Today was something of a special day: my girlfriend's 19th birthday. I deliver pizzas for a living, so I don't exactly have copious amounts of money to throw around, but I felt that I should at least do something for her. Jewelry was right out and so were clothes- too expensive. The only thing that came to mind, on short notice, was the one thing that almost anyone can appreciate: food. And not just any food, either, Japanese food, her favorite. There's a little hole-in-the-wall place just a block from Cafe Coco, where we usually hang out, and their California Rolls are pretty damn good (though, we both agreed that putting wasabi in the rolls themselves might have been a bit much, but they did taste damn good!). It wasn't much, but it was all I could do with such meager means- it was both good and bad fortune that I was able to get off work so early, so that I could share her special day with her. If I'd stayed at work longer, I could have made more money from deliveries, but I would have had less time to spend with her and the day would have turned out far less interesting, I believe.

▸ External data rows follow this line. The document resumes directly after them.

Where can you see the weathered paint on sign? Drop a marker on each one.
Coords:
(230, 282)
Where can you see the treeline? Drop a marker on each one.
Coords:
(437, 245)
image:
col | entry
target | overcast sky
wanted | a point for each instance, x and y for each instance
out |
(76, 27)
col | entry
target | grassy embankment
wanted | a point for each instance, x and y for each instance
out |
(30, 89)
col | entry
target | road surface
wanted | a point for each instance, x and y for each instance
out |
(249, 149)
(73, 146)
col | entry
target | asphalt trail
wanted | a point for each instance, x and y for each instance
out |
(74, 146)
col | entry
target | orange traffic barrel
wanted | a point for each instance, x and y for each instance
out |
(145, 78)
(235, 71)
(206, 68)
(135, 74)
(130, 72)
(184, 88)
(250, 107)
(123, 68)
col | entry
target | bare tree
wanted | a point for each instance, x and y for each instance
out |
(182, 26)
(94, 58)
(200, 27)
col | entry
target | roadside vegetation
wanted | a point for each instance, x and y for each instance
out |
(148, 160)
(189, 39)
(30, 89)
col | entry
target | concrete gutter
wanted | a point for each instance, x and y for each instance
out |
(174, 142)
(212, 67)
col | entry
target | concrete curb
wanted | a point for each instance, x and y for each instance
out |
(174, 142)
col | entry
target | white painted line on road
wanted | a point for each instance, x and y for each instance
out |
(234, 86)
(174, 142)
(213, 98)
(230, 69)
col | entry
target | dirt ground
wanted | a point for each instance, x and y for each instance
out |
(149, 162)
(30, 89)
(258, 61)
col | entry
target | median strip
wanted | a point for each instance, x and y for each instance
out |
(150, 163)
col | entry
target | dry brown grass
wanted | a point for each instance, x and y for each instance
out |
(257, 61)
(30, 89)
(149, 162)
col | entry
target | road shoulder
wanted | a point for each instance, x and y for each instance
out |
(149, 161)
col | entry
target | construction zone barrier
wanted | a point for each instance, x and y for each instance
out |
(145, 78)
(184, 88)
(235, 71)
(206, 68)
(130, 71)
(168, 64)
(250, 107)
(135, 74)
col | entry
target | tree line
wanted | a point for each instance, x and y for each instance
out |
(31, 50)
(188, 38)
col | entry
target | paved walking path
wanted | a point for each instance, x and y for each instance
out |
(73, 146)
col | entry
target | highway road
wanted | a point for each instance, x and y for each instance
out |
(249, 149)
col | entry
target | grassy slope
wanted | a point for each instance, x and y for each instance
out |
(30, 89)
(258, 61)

We adjourned back to Coco for a while, to read, write and relax for a bit and collect our thoughts about what we could do with no money and no motivation. We both wanted to do something, but what that something proved fairly elusive. Instead, we resigned ourselves to yet another same-ol' night of CocoNut life. She's leaving to go to college quite some distance away soon, which is ultimately good for her, I think, but since she's leaving, our time together grows shorter with every passing day. We've gotten into a habit, kinda, of loaning books to each other. She's the one who turned me on to Neal Stephenson and William Gibson and I'm trying to turn her on to Robert Heinlein. Today, when I picked her up, she handed me Gibson's "Neuromancer", which I've just started reading and already find thoroughly enjoyable just three chapters into it. She's still reading Heinlein's "To Sail Beyond the Sunset", going on the third week now (fourth?)- college life/work has whittled her personal life down to nearly nothing these days, so reading for pure personal enjoyment is something of a feat for her.

About an hour or so after dinner, some friends stopped at our table and one of them, Ben, announced that his violin had finally been repaired. He invited us into the parking lot and listen to him play it some, which we gladly did. My girlfriend plays the flute with some degree of accomplishment and got to talking with Ben about music when, all of a sudden, Ben suggested going to Dragon Park and the two of them playing their instruments under the lights, in the dark of night, which sounded like a fun way to finish her birthday out. Another friend of ours, Bethany, joined us and we all four of us took up a small plot of land at the park in preparation for an evening with classical music. Mozart, Berliose, Bach... minor snippets of each of those composers and other stuff that I couldn't place while I read the book that had been loaned to me, reclining against one of the spines on the ceramic dragon, which Dragon Park is known for. I burned through those chapters like I was a match and the pages had been doused with gasoline- flip, flip, flip. The stuff is damn good.

A short while later, we tired of doing our own things and settled into conversation. Topics ranged from sweetly romantic to absurdly vulgar, but all of it was fun and lighthearted.

That big day, the day she finally checks out of Nashville for the last time, still hangs over both our heads. What will we do? What will become of our relationship? What will we decide? I know that I love her- maybe not in love, but I do love her. I know that I really enjoy being in her company, more so than many other people in my life. I know that I will miss her and that even now, when I'm thinking about her, I wish she was close by to talk with or simply share the still of night in solitude. More than a mere friend, she's fast becoming a companion to me, which is a station that I reserve for very special people, people I can stand for more than ten minutes. What will tomorrow bring?